I remember thinking with no small amount of happiness, “He must think I’ll either be good enough to make a difference or smart enough not to get killed trying.” That was no small compliment for a seventeen year old. (Whether I actually was or not was not the point. I loved the fact that he thought I was.)
The last time I saw my grandfather, my fiancé (now husband) came with me to meet him. We played Scrabble. My grandfather, my mother, and I all share a penchant for Scrabble (my husband does not, but he amiably played along).
In Casablanca Rick tells Ilsa, “We’ll always have Paris.” For the three generations of our family, “We’ll always have Scrabble.” When there are no more memories to be had, we could play in his memory.

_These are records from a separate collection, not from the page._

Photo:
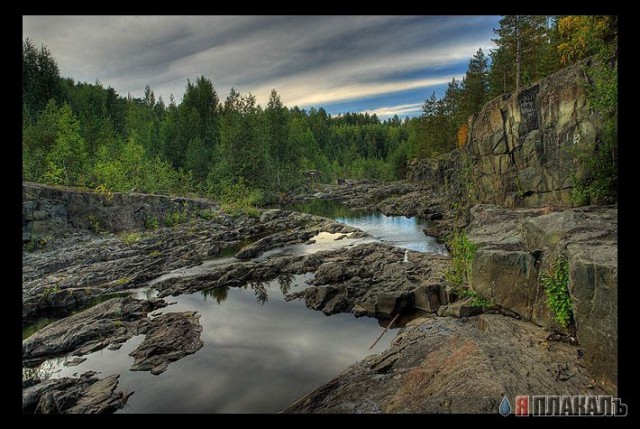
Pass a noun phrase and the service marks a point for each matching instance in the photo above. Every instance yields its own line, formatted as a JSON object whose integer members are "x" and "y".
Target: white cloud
{"x": 400, "y": 110}
{"x": 309, "y": 60}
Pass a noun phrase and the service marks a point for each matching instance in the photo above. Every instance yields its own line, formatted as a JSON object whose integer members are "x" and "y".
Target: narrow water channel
{"x": 260, "y": 352}
{"x": 400, "y": 231}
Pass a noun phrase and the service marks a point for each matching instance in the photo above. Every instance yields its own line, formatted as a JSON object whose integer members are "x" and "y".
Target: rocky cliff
{"x": 49, "y": 211}
{"x": 520, "y": 149}
{"x": 514, "y": 246}
{"x": 519, "y": 164}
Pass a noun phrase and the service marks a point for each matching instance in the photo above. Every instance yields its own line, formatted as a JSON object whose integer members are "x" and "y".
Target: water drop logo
{"x": 505, "y": 407}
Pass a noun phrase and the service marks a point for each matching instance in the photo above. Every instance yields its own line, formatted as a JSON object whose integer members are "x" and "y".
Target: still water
{"x": 258, "y": 355}
{"x": 400, "y": 231}
{"x": 260, "y": 352}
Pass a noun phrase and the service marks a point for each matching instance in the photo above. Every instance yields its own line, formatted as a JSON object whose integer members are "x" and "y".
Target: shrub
{"x": 555, "y": 281}
{"x": 463, "y": 252}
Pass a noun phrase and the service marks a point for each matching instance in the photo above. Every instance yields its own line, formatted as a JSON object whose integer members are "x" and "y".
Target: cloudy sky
{"x": 382, "y": 64}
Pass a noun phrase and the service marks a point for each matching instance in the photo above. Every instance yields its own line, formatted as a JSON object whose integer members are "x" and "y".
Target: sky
{"x": 378, "y": 64}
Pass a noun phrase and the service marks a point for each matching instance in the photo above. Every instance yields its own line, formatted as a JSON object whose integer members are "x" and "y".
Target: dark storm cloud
{"x": 309, "y": 60}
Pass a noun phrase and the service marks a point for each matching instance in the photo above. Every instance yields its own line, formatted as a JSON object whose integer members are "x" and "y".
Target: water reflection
{"x": 400, "y": 231}
{"x": 220, "y": 294}
{"x": 258, "y": 356}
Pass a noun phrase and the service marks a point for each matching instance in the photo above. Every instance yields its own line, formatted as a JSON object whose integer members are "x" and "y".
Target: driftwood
{"x": 384, "y": 332}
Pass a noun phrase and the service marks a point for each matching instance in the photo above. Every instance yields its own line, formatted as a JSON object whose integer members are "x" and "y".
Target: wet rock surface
{"x": 462, "y": 363}
{"x": 447, "y": 365}
{"x": 111, "y": 322}
{"x": 86, "y": 394}
{"x": 375, "y": 278}
{"x": 514, "y": 246}
{"x": 169, "y": 337}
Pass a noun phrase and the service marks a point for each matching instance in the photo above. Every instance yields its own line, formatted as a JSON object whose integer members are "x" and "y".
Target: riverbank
{"x": 82, "y": 276}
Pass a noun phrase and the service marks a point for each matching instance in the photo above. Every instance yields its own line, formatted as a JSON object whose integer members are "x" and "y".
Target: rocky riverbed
{"x": 447, "y": 358}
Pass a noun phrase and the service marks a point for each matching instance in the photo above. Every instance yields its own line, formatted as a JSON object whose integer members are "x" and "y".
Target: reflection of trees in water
{"x": 285, "y": 282}
{"x": 260, "y": 289}
{"x": 220, "y": 294}
{"x": 326, "y": 208}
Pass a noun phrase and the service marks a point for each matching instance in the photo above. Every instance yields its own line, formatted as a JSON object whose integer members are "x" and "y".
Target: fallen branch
{"x": 385, "y": 331}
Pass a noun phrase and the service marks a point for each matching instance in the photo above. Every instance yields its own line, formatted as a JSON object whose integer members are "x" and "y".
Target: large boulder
{"x": 514, "y": 246}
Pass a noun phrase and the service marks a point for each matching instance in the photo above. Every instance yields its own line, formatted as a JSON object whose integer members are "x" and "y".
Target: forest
{"x": 243, "y": 154}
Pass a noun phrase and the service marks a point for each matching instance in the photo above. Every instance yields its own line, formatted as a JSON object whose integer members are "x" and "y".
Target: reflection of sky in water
{"x": 400, "y": 231}
{"x": 255, "y": 358}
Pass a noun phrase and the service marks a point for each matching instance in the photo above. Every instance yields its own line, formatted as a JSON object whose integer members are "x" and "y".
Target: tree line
{"x": 83, "y": 134}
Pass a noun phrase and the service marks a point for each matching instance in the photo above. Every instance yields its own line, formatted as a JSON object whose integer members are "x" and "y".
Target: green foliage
{"x": 48, "y": 291}
{"x": 555, "y": 281}
{"x": 131, "y": 237}
{"x": 526, "y": 52}
{"x": 370, "y": 169}
{"x": 175, "y": 218}
{"x": 463, "y": 252}
{"x": 40, "y": 77}
{"x": 476, "y": 299}
{"x": 151, "y": 222}
{"x": 238, "y": 198}
{"x": 95, "y": 224}
{"x": 207, "y": 214}
{"x": 596, "y": 176}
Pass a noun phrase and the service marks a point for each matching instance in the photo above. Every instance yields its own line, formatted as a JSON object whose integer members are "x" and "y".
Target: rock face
{"x": 446, "y": 365}
{"x": 49, "y": 210}
{"x": 83, "y": 395}
{"x": 515, "y": 245}
{"x": 519, "y": 149}
{"x": 111, "y": 322}
{"x": 169, "y": 337}
{"x": 373, "y": 280}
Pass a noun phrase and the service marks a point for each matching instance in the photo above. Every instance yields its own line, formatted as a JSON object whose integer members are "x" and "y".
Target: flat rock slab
{"x": 170, "y": 337}
{"x": 86, "y": 394}
{"x": 447, "y": 365}
{"x": 112, "y": 321}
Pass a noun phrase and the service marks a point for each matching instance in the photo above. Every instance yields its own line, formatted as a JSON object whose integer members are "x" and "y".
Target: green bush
{"x": 150, "y": 222}
{"x": 555, "y": 281}
{"x": 175, "y": 218}
{"x": 463, "y": 252}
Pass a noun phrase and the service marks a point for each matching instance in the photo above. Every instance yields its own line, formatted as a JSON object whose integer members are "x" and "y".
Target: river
{"x": 260, "y": 352}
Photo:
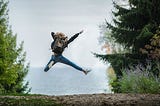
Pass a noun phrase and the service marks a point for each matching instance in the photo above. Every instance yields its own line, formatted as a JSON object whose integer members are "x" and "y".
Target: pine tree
{"x": 134, "y": 24}
{"x": 12, "y": 58}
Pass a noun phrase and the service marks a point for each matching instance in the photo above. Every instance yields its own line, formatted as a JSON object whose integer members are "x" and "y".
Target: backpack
{"x": 59, "y": 44}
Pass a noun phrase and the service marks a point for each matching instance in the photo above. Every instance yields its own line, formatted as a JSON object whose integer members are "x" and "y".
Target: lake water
{"x": 67, "y": 81}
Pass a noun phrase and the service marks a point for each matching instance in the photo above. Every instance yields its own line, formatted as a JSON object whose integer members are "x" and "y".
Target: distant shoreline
{"x": 90, "y": 99}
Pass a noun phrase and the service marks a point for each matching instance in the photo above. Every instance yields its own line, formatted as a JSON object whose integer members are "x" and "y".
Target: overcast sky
{"x": 33, "y": 21}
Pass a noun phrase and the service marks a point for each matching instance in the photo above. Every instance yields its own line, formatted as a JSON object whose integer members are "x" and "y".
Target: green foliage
{"x": 133, "y": 25}
{"x": 139, "y": 80}
{"x": 27, "y": 101}
{"x": 12, "y": 58}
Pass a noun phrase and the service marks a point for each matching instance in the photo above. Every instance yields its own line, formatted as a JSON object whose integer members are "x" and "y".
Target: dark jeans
{"x": 59, "y": 58}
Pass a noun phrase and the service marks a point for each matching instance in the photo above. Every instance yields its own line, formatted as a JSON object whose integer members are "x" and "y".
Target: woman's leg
{"x": 50, "y": 63}
{"x": 64, "y": 60}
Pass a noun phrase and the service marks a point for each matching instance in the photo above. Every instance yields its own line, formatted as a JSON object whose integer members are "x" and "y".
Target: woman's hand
{"x": 81, "y": 32}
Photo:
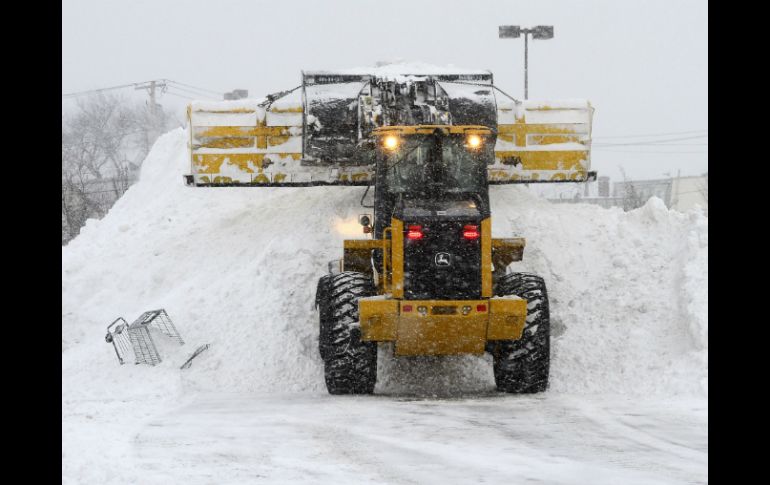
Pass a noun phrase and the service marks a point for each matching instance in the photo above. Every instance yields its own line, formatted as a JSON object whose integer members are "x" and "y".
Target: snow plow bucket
{"x": 320, "y": 133}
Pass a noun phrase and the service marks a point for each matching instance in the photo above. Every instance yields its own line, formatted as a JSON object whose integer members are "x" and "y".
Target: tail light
{"x": 471, "y": 232}
{"x": 414, "y": 233}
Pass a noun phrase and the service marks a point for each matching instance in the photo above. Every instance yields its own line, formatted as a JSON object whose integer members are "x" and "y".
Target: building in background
{"x": 679, "y": 193}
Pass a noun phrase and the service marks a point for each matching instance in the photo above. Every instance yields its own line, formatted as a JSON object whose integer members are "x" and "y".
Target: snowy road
{"x": 311, "y": 438}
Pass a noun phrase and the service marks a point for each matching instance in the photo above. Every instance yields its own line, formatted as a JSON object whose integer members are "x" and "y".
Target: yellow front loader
{"x": 431, "y": 280}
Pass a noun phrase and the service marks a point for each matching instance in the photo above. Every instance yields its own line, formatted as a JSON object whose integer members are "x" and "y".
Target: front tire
{"x": 522, "y": 366}
{"x": 350, "y": 364}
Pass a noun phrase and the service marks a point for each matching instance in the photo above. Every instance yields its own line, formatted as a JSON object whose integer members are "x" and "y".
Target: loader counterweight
{"x": 441, "y": 327}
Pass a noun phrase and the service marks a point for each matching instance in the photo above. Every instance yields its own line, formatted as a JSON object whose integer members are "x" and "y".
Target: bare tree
{"x": 103, "y": 144}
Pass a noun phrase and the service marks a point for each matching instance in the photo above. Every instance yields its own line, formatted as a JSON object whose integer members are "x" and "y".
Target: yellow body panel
{"x": 428, "y": 129}
{"x": 442, "y": 329}
{"x": 507, "y": 317}
{"x": 397, "y": 235}
{"x": 379, "y": 319}
{"x": 486, "y": 257}
{"x": 505, "y": 251}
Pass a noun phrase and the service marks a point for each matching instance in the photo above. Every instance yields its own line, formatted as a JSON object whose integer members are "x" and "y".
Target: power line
{"x": 123, "y": 86}
{"x": 195, "y": 87}
{"x": 654, "y": 134}
{"x": 92, "y": 91}
{"x": 188, "y": 91}
{"x": 654, "y": 142}
{"x": 179, "y": 95}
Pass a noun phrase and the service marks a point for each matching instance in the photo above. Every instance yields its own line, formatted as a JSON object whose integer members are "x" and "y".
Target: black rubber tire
{"x": 350, "y": 365}
{"x": 522, "y": 366}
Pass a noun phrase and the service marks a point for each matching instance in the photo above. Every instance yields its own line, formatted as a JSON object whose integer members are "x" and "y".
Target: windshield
{"x": 422, "y": 165}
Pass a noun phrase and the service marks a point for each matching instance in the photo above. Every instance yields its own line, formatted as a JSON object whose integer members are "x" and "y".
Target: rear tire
{"x": 350, "y": 364}
{"x": 522, "y": 366}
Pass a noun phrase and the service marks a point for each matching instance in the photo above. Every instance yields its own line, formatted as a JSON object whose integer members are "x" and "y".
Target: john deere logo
{"x": 443, "y": 259}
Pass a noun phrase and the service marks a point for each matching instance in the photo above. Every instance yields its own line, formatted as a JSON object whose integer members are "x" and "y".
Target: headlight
{"x": 391, "y": 142}
{"x": 473, "y": 141}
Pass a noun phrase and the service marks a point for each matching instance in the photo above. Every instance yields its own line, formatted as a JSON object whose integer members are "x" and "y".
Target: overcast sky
{"x": 643, "y": 65}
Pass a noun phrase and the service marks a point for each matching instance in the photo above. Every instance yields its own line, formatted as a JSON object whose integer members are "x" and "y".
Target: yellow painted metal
{"x": 432, "y": 334}
{"x": 521, "y": 132}
{"x": 507, "y": 317}
{"x": 547, "y": 159}
{"x": 505, "y": 251}
{"x": 357, "y": 254}
{"x": 442, "y": 328}
{"x": 378, "y": 318}
{"x": 397, "y": 237}
{"x": 486, "y": 257}
{"x": 385, "y": 279}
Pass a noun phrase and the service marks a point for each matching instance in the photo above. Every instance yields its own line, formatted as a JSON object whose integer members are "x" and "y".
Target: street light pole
{"x": 526, "y": 66}
{"x": 514, "y": 32}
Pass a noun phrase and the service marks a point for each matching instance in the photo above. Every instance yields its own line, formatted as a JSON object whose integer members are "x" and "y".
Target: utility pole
{"x": 514, "y": 32}
{"x": 151, "y": 86}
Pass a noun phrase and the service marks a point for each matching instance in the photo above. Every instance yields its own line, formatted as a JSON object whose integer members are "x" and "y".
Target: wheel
{"x": 522, "y": 366}
{"x": 350, "y": 365}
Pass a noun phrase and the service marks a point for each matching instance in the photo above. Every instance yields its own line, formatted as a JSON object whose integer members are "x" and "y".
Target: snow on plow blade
{"x": 320, "y": 132}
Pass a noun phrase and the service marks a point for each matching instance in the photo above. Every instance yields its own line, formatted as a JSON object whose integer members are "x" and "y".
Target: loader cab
{"x": 430, "y": 170}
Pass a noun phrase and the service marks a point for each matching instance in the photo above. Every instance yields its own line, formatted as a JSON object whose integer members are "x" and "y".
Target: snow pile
{"x": 237, "y": 268}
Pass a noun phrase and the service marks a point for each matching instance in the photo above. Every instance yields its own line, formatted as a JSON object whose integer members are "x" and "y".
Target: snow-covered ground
{"x": 237, "y": 268}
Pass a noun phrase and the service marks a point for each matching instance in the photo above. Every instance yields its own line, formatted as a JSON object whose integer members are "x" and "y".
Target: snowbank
{"x": 237, "y": 268}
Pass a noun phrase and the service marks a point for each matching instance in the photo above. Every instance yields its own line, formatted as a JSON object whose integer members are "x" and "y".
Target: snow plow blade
{"x": 319, "y": 133}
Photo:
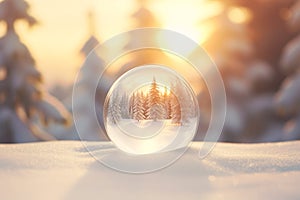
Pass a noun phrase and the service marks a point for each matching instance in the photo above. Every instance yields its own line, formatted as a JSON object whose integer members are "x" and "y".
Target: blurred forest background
{"x": 255, "y": 44}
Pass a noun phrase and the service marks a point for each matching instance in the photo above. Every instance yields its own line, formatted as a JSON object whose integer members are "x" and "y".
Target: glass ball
{"x": 151, "y": 109}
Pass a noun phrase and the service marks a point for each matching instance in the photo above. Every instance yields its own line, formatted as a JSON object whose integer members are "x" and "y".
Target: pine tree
{"x": 146, "y": 106}
{"x": 175, "y": 107}
{"x": 21, "y": 93}
{"x": 155, "y": 104}
{"x": 138, "y": 109}
{"x": 167, "y": 104}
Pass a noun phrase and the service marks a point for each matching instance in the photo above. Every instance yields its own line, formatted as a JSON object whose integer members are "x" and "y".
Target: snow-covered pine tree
{"x": 175, "y": 108}
{"x": 21, "y": 93}
{"x": 156, "y": 110}
{"x": 138, "y": 106}
{"x": 146, "y": 106}
{"x": 167, "y": 104}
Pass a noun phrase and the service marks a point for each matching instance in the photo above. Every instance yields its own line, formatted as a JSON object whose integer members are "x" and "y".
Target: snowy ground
{"x": 149, "y": 136}
{"x": 64, "y": 170}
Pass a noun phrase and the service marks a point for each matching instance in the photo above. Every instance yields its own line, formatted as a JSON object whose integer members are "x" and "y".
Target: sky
{"x": 64, "y": 27}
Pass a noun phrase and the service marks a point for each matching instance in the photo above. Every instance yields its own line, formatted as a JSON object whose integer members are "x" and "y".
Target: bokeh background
{"x": 255, "y": 45}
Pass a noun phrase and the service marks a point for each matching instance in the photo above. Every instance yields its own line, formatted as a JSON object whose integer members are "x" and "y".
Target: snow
{"x": 65, "y": 170}
{"x": 148, "y": 136}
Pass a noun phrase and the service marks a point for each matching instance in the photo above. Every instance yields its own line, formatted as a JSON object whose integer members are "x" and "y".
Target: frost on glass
{"x": 151, "y": 109}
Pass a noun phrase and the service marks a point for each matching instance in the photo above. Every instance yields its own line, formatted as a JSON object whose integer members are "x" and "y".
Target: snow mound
{"x": 65, "y": 170}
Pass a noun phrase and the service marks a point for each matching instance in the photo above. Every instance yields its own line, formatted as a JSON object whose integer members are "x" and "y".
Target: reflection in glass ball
{"x": 151, "y": 109}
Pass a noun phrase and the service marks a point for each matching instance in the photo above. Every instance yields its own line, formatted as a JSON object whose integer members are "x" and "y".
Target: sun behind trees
{"x": 158, "y": 103}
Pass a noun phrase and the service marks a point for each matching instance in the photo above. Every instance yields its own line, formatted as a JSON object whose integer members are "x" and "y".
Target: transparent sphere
{"x": 151, "y": 109}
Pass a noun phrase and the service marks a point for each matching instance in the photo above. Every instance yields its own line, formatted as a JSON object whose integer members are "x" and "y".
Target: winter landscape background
{"x": 255, "y": 46}
{"x": 43, "y": 43}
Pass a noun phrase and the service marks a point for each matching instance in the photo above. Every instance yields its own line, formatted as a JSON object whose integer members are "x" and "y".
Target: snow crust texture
{"x": 65, "y": 170}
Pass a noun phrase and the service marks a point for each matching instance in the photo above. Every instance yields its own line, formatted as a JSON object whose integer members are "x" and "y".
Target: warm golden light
{"x": 239, "y": 15}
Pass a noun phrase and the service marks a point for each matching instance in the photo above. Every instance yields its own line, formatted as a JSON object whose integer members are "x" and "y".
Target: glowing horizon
{"x": 64, "y": 28}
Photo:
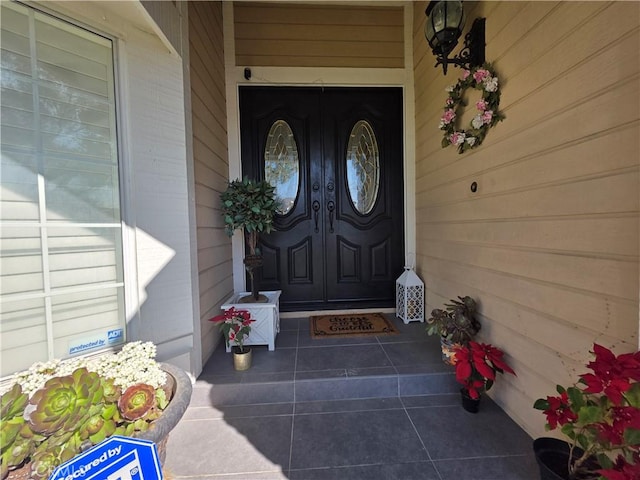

One of his favorite words to play was JO. (Nothing to do with Little Women and everything to do with the value of the letter J, but I’ve always thought that was a special connection between us.) Another of his favorite words was EX, which he took invariable pleasure in extending with an S later in the game, laughing at the reactions of his unmarried grandchildren (and the suitors they brought to meet him).
He was a joy to listen to, to talk to, to laugh with – and to remember. Yet how it aches to love him still, and know that I would not be who I am without him.
“Have I really been all that to you, Jo?” she asked, with wistful, humble earnestness.
“Oh, Beth, so much, so much!” and Jo’s head went down upon the pillow, beside her sister’s.
“Then I don’t feel as if I’d wasted my life…It’s such a comfort to know that someone loves me so much, and feels as if I’d helped them.”